En az bunlar kadar acı olan bir başka vahim durum ise, ülkesine toz kondurmamayı matah bir iş zanneden, özeleştiriye tümüyle kapalı, herhangi bir konuda azıcık muhalefet etsek, yanlışlarımızı sıralamak suretiyle çuvaldızı kendimize batırsak, biz de şöyleyiz, bizim de böyle yanlışlarımız var, diyecek olsak, bu iyi niyetli serzenişlerimizi dahi vatan hainliğiyle eşdeğer tutup, linç kültürüne hizmet edecek, dar ve sığ kafalı bir kesim de yok değil. İşte bunlar, gösteriş ve israf heyulası olarak Ankara’nın bağrından çıban gibi yükselen Cumhurbaşkanlığı Külliyesi ile bile gurur duymaktalar. Millet kıçına giyecek don bulamazken, bu kadar masraflı bir saraydan gurur duymak da ne bileyim… Hem sonra bu zamanda saray gibi bir yapıyla gururlanmak da neyin nesidir? Orta Çağ’da falan mı yaşıyoruz?

Neyse, konuyu aşırı dağıttık. Başlıktaki esas meselemize yani “iyi okurların özellikleri” mevzusuna dönelim. Okuyucuları sıkmamak adına, iyi okurların özelliklerini maddeler halinde sıralayalım:

  • İyi bir okur her şeyden önce okumak için zaman yaratan okurdur. O yeri gelir yolda yürürken bile kitabını açıp okuyabilir.
  • Kurgu, kurgu dışı hemen her türü okuyabilir. Okuma tercihlerini sevdiği birkaç türden yana kullanıyor gibi görünebilir ama esasında o diğer pek çok türü de tarzı olmasa bile az veya çok okumaktadır.
  • Ciddi anlamda kemale ermiş bir okurun kolay kolay canı sıkılmaz.
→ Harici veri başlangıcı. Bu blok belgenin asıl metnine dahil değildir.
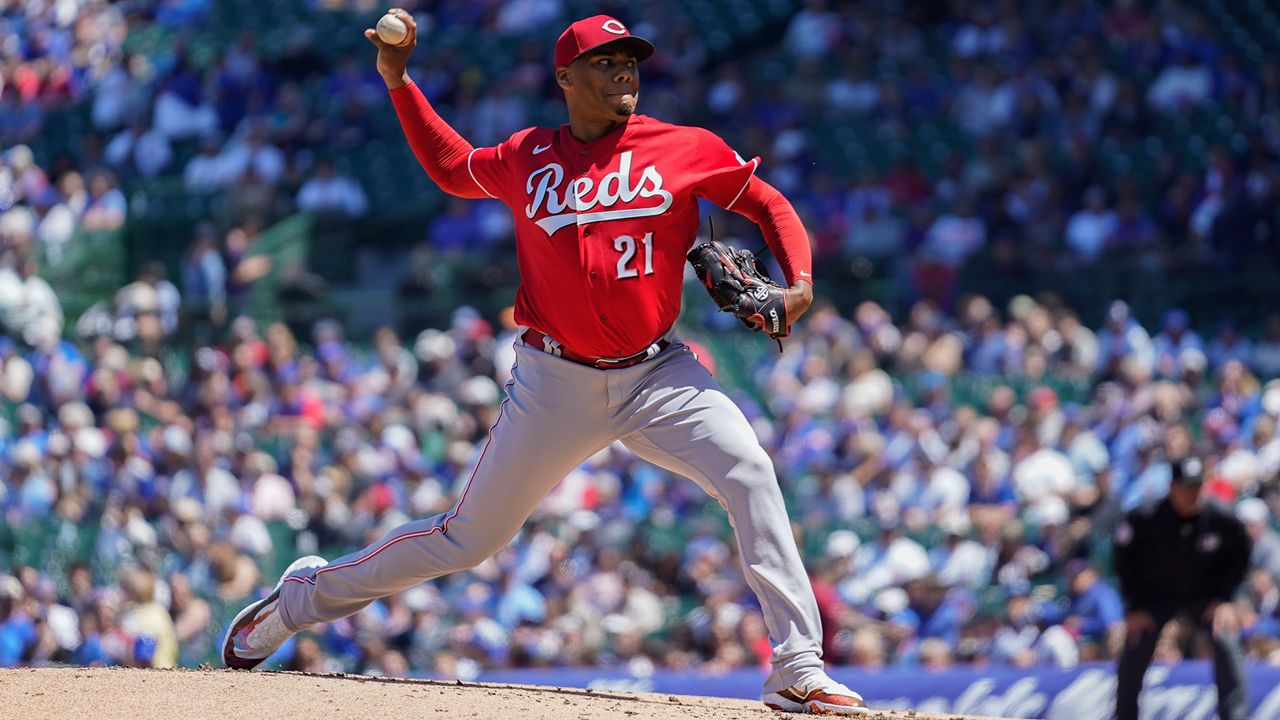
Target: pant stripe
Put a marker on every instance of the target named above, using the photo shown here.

Çünkü onun yüzlerce (hayali) arkadaşı, yoldaşı ve meselesi vardır.
  • Çapraz okuma, okuma gruplarına katılma, günün tuhaf bir saatinde okuma, tuhaf bir mekânda okuma gibi çok değişik fantezileri deneyerek okumalarda bulunabilir.
  • Okudukları üzerine notlar alır. Hoşuna giden cümleleri, aforizmaları bir yerlerde arşivlemeye çalışır. Bu notları bazısının kitabın içinde tuttuklarını, bazılarının ise özel bir deftere ya da dijital ortama kaydettiklerini biliyoruz.
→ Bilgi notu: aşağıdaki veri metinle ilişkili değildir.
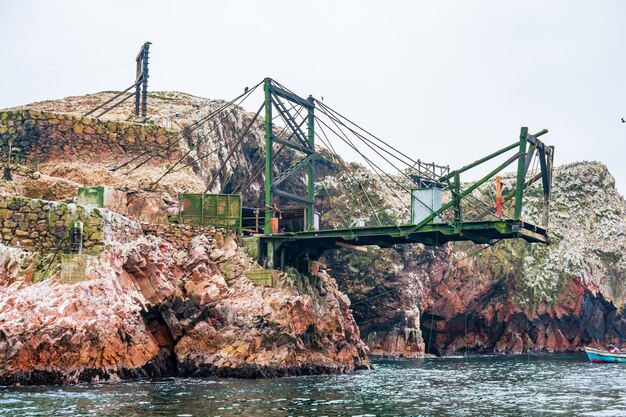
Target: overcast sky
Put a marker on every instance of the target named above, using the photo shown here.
(447, 81)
  • Her iyi okurun iyi bir yazar olabileceğini söylemek fazla iddialı olur ama iyi yazarların hemen tamamı iyi birer okurdurlar.
“Dünyaca ünlü Avusturyalı Yazar Joseph Roth, Güney Fransa’daki bir parkta kitap okurken…”
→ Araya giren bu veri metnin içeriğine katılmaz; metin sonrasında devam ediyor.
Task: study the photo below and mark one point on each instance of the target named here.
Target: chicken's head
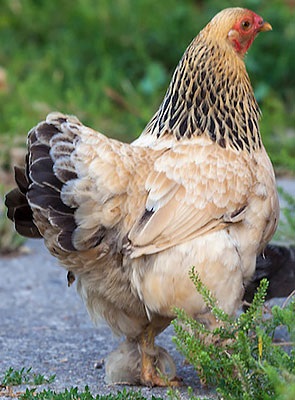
(237, 27)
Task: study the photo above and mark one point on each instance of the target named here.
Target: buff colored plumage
(130, 220)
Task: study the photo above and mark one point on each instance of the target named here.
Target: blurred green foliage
(110, 61)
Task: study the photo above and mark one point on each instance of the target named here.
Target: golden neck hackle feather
(210, 94)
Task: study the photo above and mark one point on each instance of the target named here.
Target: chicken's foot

  • Çoğu iyi okur etkilendiği kitaplar üzerine bir şeyler yazmaya çalışır. Okuma hızımızı düşürse de bu çok verimli bir yöntemdir. Kabaca kitap incelemesi dediğimiz bu işi büyütüp bloglarda ve sosyal medya hesaplarında yayınlayanlar da hiç de azımsanmayacak kadar çoktur. Eserin tartışmaya açılması, farklı görüşlerin destek ve eleştirilerinin öğrenilmesi bakımından çok değerli ve geliştirici bir şeydir bu. Aradan geçen süreçte pek çok detayını unuttuğumuz o çok sevdiğimiz kitabımızı hatırlamak için bu notları ve inceleme yazılarını okumak genellikle yeterlidir.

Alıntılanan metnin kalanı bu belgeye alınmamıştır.